The Cebu Kidney Institute Edu Rama would create (under HB 0465) must have some of the services the National Kidney and Transplant Institute in Quezon City offers. That definitely would help Cebuanos and others in the country’s south needing the special medical service.

Many Edu Rama bills, like Cutie del Mar’s, address national problems as well: such as creating a national office on persons with disability affairs (HB 04606) and a center for dengue virus testing and screening (HB 04607), and increasing salaries of public school teachers and providing allowances (HB 04608). Another national bill would require every city and municipality a 10-year master plan (HB 06201); still another bill would protect sharks, rays and chimaeras (HB 02769).

DEFINITELY NOT PAROCHIAL. Not true that House of Representatives members, such as Cutie del Mar and Edu Rama and the rest of the Cebu legislators, push only bills of local application.

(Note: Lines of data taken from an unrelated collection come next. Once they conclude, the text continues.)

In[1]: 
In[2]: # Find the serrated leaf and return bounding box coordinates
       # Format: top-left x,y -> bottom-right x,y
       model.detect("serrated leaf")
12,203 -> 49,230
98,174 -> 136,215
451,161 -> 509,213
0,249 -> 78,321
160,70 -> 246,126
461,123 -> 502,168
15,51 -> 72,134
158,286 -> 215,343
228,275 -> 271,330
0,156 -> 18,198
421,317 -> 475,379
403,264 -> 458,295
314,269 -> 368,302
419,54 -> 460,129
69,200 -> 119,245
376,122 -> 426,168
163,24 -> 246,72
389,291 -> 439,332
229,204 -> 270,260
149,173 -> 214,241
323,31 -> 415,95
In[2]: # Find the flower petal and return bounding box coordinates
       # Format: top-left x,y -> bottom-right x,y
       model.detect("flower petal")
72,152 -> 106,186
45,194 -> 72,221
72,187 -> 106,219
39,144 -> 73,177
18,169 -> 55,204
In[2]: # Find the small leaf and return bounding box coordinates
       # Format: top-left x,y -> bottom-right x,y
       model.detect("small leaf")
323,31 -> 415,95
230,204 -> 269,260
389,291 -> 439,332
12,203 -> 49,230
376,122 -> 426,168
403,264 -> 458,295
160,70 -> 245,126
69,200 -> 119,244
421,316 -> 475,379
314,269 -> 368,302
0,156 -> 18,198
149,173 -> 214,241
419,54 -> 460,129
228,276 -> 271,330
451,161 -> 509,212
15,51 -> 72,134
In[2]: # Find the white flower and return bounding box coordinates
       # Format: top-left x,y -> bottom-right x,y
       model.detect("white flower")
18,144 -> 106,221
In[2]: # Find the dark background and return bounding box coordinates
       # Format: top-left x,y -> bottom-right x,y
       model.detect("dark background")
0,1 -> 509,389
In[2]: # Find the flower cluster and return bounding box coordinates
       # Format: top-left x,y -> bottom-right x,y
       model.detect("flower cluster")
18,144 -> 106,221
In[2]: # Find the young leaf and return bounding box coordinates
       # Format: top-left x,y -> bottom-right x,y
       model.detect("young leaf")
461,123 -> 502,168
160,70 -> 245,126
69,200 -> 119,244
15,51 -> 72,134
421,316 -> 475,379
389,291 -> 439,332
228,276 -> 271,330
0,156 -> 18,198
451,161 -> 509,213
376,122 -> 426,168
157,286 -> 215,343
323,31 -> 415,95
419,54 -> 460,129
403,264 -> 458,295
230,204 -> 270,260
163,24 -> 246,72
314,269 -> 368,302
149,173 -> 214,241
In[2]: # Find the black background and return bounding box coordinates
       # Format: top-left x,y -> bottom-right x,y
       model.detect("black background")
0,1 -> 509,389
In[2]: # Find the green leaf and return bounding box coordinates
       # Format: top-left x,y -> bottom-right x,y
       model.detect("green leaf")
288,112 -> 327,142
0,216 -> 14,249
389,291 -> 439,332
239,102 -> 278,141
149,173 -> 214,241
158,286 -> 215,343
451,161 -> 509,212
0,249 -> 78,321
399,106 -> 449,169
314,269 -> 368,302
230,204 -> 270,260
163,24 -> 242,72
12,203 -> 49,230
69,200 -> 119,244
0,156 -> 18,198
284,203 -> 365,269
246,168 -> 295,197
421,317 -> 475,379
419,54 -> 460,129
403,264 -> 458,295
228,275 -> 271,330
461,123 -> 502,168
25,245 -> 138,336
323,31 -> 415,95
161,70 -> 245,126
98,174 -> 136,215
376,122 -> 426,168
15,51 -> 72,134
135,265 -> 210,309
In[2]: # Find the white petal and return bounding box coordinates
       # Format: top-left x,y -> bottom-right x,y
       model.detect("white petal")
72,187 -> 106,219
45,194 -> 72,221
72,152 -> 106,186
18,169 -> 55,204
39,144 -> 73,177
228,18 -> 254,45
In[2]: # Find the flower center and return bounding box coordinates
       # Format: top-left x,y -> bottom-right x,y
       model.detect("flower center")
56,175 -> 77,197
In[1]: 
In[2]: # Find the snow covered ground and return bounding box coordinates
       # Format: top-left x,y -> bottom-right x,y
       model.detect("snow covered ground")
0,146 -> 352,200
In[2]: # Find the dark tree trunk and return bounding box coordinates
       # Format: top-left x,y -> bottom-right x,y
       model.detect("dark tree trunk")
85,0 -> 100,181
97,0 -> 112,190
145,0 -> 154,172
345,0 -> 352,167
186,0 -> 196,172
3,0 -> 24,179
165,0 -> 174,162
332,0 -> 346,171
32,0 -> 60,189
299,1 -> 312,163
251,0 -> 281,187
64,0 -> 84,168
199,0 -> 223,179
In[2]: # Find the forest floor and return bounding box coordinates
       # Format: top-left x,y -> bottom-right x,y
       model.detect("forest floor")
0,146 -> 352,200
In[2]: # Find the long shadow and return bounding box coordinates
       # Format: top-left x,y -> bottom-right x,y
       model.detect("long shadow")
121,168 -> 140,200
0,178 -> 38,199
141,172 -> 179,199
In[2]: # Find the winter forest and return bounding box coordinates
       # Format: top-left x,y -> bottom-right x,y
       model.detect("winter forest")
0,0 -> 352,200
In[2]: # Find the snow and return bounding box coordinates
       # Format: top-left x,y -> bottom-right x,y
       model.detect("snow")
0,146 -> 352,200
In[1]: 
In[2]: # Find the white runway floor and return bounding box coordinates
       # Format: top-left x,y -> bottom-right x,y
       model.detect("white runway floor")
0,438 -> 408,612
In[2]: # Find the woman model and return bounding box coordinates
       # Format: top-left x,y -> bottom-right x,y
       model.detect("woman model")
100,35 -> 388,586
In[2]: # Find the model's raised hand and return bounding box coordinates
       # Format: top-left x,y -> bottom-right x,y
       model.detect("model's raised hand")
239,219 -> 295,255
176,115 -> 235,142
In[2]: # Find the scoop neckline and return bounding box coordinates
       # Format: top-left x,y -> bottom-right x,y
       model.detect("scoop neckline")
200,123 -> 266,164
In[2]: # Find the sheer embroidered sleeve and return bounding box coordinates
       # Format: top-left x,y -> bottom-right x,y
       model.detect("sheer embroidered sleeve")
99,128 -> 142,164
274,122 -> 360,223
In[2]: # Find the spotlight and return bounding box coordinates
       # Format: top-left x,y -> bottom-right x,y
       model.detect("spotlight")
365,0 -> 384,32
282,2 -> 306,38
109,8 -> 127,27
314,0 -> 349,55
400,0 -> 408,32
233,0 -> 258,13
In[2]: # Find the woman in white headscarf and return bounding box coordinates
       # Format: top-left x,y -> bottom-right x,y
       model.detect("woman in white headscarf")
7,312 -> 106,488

From the House-published list of bills they filed from June 30, 2022 to February 28, 2024, one can see they address both national and local concerns. On national matters, aside from those imposed by House leaders -- such as appropriating funds for government operations or creating an investment scheme -- they also tackle problems they themselves find worthy of attention, such as a magna carta on poverty.

SLOW PROCESS OF LEGISLATION. A common experience of Cebu legislators, apparently suffered by other House members as well, is the slow pace of legislation. Unless certified to as urgent by the president or considered urgent by the speaker and other House leaders, a bill moves almost at snail’s pace.

More often than not, a legislator has to file and re-file a bill before it is enacted and signed into law. Cutie del Mar must have picked up the cue of lobbying from her dad, having been her chief of staff and serving as congresswoman herself for one term. But probably, she and Edu still have to hone the skill of nudging and persuading House deciders for their pet local bills to move faster.

A Cebu lawmaker, or any other House member, has to seek the support of House leaders and his or her colleagues. That explains their m signatures on national concerns such as the Warehouse Receipts Law, the Maharlika Investment Fund, the National Citizens Training program, the film and music industries. Or on bills of faraway concerns such as changing the name of a school in Zamboanga or expanding functions of the Bataan Freeport authority.

FRESH-TERMERS. They are freshmen, first-termers, still far from the threat of term limit. Cutie del Mar won and served from 2010 to 2013, which for term limit no longer counted. The ban applies only after three consecutive terms.

What must help is Cutie’s experience from that stint, along with numerous bills that were left over by her dad Raul del Mar, when he died in late 2021, and many of his bills she re-filed in the first month of her 2022-2025 term. The del Mars have held the seat since 1987, now on its 37th consecutive year, with Raul del Mar occupying it for two nine-year terms and almost finishing his third when he died.

Edu Rama is the newbie through and through. His legislative experience before Congress was solely with the Cebu City Council. He wrested in 2022 the city south district from the Abellanosa family whose patriarch Rodrigo “Bebot” Abellanosa held the seat for nine consecutive years (2013 to 2022) but failed in his attempt to make his son, BG Rodrigo Abellanosa, continue the chain of power for his family.

A threat to fresh-termers is that they might not be reelected and wouldn’t have the chance of re-filing the bills that get stuck in the legislative traffic.

THIS MAY EXPLAIN why a congressman or congresswoman has to do things other than pure legislation. In the district report (a practice Raul del Mar was known to have diligently followed), Cutie and Edu, or any other House member, have to show more than a pile of bills, only a precious few reach the president’s desk and become laws.

House members make up for the usually meager report by securing for their respective districts from national agencies and offices infrastructure projects and cash aid during disasters (“ayuda politics”), making their presence felt by the handouts and the regular visits to barangays and sitios. Lacking or failing in off-Congress work could spell disaster for a reelectionist, especially a fresh-termer.